Я вырываю бумагу из его рук и смотрю на адрес, написанный в спешке. Я знаю город, который он написал и до него меньше часа езды.

— Мне нужна твоя машина! Ох, Боже мой, я хреново выгляжу! Я проревела весь день, я выгляжу откровенно хреново! — я кричу как маньяк, вбегая в дом.

Тетя Бобби встречает меня у дверей с двумя бокалами мартини в руках, протягивая один мне.

— Вот, выпей. Только огурцы под глаза и шпаклевка все исправят!

Десять минут и три очень крепких мартини спустя, тетя Бобби поворачивает мой стул лицом к зеркалу.

— ААААААААААААА! КАКОГО ЧЕРТА? — кричу.

— Слишком? — она невинно спрашивает, выглядывая из-за моего плеча.

— Я выгляжу как проститутка! И совсем не как дорогая проститутка! — я жалуюсь, поворачивая лицо из стороны в сторону, чтобы лучше рассмотреть себя.

Толстый слой ярких голубых теней покрывает мои веки от ресниц до бровей, накладные ресницы болтаются на веках как паучьи лапы, готовые атаковать кого-либо и ярко-розовые румяна размазаны по щекам в дополнении ярко-розовой помады и красной подводки для губ.

— Ох, Господи, все плохо. Это очень, очень плохо. Я выгляжу как Тэмми Фэй Беккер после попойки, — жалуюсь я.

— Ладно, значит, голубых теней было немного слишком, — тетя Бобби пожимает плечами, хватая свой бокал мартини с туалетного столика и делая глоток.

— Вау, ты выглядишь как дешевая проститутка, — Николас смеется, стоя в дверях.

— Заткнись! — я кричу, вскакивая со стула, который я принесла в ванную, качнувшись в сторону от водки, которая ударила мне в голову.

— Я не могу так ехать, — рычу. — Я не могу увидеться с ним в таком виде!

— Я не знаю, Сэм не из тех парней, которые любят дешевых проституток? Он может оценить твои старания, и ты исправишь свое плохое поведение, — Николас информирует меня.

Я слышу звон ключей из коридора, и моя мама просовывает голову в ванную.

— Матерь Божья! — она восклицает, видя мое лицо. — Ты берешь почасовую оплату, милая?

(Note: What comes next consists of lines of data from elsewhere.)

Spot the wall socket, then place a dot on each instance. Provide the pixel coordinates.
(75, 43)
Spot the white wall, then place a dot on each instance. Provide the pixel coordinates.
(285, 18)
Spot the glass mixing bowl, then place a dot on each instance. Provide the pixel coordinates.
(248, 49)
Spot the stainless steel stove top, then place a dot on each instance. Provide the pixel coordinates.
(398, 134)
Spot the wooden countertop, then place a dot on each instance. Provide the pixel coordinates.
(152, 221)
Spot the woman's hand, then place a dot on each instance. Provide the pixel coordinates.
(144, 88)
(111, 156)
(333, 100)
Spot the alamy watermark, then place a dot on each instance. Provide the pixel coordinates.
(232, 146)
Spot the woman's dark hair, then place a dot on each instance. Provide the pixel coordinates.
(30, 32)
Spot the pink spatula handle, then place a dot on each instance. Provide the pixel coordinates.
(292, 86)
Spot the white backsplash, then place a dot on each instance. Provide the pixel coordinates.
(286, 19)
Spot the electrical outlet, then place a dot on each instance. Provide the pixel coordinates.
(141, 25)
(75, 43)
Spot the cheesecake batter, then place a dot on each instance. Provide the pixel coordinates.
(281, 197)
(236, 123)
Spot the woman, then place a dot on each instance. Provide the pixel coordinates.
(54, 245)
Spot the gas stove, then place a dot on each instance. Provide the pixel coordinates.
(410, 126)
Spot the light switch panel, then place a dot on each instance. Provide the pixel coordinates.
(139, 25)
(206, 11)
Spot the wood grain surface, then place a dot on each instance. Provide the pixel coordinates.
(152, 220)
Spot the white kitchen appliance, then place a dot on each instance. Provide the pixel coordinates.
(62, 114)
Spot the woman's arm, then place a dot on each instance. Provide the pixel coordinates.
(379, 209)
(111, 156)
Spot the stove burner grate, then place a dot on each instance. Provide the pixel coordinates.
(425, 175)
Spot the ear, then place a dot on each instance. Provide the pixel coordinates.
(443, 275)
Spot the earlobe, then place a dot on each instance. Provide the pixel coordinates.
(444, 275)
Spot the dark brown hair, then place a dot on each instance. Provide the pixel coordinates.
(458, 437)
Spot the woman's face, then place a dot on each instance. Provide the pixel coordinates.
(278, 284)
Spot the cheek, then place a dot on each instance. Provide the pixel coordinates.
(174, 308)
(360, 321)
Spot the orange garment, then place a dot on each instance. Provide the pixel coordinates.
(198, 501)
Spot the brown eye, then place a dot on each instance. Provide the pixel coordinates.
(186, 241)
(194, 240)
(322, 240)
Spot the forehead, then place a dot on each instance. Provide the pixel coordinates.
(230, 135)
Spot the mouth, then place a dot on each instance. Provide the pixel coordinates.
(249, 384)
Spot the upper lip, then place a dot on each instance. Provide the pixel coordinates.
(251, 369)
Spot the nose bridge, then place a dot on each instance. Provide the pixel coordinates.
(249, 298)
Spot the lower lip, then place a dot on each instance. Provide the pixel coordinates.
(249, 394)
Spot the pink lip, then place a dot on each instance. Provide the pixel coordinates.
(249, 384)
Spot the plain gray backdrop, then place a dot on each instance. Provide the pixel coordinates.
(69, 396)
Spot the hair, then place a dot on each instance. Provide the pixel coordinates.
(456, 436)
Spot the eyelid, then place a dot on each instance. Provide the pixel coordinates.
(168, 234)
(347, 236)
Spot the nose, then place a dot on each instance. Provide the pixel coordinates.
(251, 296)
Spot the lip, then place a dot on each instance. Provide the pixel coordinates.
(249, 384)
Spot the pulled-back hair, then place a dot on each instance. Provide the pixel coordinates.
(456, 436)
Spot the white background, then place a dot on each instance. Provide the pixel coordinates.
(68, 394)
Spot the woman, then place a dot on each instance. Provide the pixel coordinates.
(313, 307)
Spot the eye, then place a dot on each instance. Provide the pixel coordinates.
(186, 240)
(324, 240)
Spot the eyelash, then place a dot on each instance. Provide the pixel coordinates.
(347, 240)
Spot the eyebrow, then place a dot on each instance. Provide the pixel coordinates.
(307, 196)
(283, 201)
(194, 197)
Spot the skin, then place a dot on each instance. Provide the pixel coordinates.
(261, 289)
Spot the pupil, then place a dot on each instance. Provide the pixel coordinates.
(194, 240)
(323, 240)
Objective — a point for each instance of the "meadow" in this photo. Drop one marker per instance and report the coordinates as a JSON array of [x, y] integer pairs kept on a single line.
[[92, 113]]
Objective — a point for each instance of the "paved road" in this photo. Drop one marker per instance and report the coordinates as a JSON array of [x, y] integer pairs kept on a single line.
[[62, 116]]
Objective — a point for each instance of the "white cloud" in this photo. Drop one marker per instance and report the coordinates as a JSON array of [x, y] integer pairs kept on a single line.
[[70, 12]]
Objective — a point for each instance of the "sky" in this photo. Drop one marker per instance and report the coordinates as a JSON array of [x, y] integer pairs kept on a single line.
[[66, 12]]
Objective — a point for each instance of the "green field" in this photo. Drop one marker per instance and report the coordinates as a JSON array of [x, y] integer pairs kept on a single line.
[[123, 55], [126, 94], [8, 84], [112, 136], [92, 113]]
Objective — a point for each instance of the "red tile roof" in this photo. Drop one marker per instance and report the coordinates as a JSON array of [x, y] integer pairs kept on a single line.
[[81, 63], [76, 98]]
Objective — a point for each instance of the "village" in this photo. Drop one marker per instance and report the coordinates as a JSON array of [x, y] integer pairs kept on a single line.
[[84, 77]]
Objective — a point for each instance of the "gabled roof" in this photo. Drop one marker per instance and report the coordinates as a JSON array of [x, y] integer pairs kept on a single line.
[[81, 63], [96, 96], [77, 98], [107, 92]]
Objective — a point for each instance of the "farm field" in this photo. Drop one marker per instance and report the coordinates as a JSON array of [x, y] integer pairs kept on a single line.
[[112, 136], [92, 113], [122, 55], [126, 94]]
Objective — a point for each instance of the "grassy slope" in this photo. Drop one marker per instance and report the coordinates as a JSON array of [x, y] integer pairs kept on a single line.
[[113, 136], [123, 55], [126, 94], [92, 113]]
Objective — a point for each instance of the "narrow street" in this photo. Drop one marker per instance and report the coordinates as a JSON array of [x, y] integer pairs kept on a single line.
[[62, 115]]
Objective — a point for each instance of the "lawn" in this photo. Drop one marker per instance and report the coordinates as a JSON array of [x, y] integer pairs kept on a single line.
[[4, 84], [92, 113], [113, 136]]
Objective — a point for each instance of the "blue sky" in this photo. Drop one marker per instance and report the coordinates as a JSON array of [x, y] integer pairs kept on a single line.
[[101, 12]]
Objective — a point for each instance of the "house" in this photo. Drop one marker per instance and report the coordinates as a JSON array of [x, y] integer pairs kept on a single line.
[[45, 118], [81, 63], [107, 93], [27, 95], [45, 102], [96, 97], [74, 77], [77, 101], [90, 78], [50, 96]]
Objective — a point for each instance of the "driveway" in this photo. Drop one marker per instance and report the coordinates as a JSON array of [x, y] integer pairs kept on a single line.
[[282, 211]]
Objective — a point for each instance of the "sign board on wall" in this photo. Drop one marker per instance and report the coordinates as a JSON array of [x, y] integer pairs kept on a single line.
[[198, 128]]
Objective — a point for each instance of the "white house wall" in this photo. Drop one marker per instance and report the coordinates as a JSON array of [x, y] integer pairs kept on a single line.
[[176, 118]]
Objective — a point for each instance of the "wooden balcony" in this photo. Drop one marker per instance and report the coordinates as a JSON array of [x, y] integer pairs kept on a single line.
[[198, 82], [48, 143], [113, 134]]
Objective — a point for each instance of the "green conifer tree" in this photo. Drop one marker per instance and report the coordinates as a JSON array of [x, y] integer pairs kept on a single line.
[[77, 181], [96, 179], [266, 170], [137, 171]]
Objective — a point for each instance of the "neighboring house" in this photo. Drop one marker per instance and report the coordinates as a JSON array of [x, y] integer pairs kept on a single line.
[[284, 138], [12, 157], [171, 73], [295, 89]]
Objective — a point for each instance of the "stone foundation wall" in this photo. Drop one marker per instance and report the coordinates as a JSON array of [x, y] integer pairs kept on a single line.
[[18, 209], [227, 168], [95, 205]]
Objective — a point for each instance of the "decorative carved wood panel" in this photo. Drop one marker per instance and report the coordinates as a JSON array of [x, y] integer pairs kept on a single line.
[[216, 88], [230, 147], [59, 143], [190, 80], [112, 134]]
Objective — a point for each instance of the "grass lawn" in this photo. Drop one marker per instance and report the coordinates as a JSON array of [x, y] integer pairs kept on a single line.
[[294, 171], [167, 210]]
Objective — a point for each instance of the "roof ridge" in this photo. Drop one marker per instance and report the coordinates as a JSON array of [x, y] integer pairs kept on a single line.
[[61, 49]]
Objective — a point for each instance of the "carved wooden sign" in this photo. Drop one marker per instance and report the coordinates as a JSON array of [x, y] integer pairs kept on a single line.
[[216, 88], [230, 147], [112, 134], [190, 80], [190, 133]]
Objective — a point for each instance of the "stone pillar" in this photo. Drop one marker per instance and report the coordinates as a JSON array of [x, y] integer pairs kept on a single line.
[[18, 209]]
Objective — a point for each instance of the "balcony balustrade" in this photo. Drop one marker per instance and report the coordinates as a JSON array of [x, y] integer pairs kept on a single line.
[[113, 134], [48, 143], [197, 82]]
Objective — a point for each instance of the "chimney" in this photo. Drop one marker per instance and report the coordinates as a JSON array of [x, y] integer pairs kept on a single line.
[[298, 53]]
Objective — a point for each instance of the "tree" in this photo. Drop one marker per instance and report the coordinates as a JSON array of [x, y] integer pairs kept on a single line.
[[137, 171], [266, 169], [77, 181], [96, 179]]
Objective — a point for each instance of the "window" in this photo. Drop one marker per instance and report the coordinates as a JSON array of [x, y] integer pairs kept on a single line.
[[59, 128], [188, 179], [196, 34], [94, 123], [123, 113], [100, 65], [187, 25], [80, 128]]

Она смеется над своей шуткой, и я смотрю на нее злобно. В конце концов, я думаю, что это злой взгляд. На моем лице веселье и злость.

— Прости, это говорит марихуана, — она извиняется, держа ключи в руках. — Кто хочет поехать к Сэму? Мы можем остановиться прикупить «Читос» по пути!

Николас выхватывает ключи из ее рук.

— Ты определенно не поведешь, торчок.

Он входит в ванную и выталкивает тетю Бобби и меня, хватая пачку салфеток с туалета, и бросает их мне. Мои руки двигаются замедленно, пытаясь поймать их, и они отскакивают несколько раз, прежде чем я ловлю их.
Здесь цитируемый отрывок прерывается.